# All of my friends ditched me



## j1998h (Jul 10, 2016)

I have been in college for two months now and I was having the time of my life. All of sudden my friends decided to tell me that I don't fit in the friend group. I asked then what they meant and they said that they couldn't give an exact reason. They asked me to stop hanging out with them. I don't know what to do. These friends made me so happy and then this happens. I know some of you are going to say to join a club and such and I might do that, but I feel like that won't be enough. Thank you for your responses.


----------



## sad1231234 (Jul 10, 2016)

Well they definately dont seem like "friends". Perhaps try associating yourself with someone else? Or making new friends, etc?


----------



## JohnDoe26 (Jun 6, 2012)

That's rough man.

One thing you definitely *should not* do is follow them around and try to include yourself in their group. They made it clear they don't want to hang around you. You'll just come off as desperate and needy.

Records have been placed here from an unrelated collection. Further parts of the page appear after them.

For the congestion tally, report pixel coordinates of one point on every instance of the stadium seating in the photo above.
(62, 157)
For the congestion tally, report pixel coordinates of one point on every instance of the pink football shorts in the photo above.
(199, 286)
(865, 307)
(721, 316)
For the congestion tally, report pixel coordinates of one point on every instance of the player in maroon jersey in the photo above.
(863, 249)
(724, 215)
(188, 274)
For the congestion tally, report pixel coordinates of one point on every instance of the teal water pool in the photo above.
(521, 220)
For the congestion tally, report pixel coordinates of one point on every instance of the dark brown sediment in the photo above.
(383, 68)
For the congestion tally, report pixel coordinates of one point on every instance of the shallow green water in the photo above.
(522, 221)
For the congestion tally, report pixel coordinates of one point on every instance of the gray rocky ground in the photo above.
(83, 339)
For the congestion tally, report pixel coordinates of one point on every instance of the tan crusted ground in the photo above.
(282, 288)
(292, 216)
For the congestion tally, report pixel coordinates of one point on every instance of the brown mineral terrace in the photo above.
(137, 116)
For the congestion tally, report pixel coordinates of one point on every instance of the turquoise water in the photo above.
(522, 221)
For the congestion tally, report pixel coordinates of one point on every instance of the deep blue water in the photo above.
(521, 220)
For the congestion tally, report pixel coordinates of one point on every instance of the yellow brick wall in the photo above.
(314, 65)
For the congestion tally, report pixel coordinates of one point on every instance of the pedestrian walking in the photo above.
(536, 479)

Is there one person though in the group that you feel you genuinely have a connection with and they probably feel the same, but they probably just don't want to go up against the group? You might want to reach out to that one person and make plans to do something individual (just the two of you). If not, I say your only choice is to look for another group of friends.


----------



## TheLastShy (Sep 20, 2014)

I understand you OP. In high school I hanged out with the weirdos, outcasts and weeaboos all the time, but once I criticized the transsexual ecchi sh*t they were discussing and they decided to kick me out of their clique. They also deleted me from their social media, called me a normie, reactionary freak etc.


----------



## Blue Dino (Aug 17, 2013)

They sound like they are still in their high school teeny peer pressure phase.


----------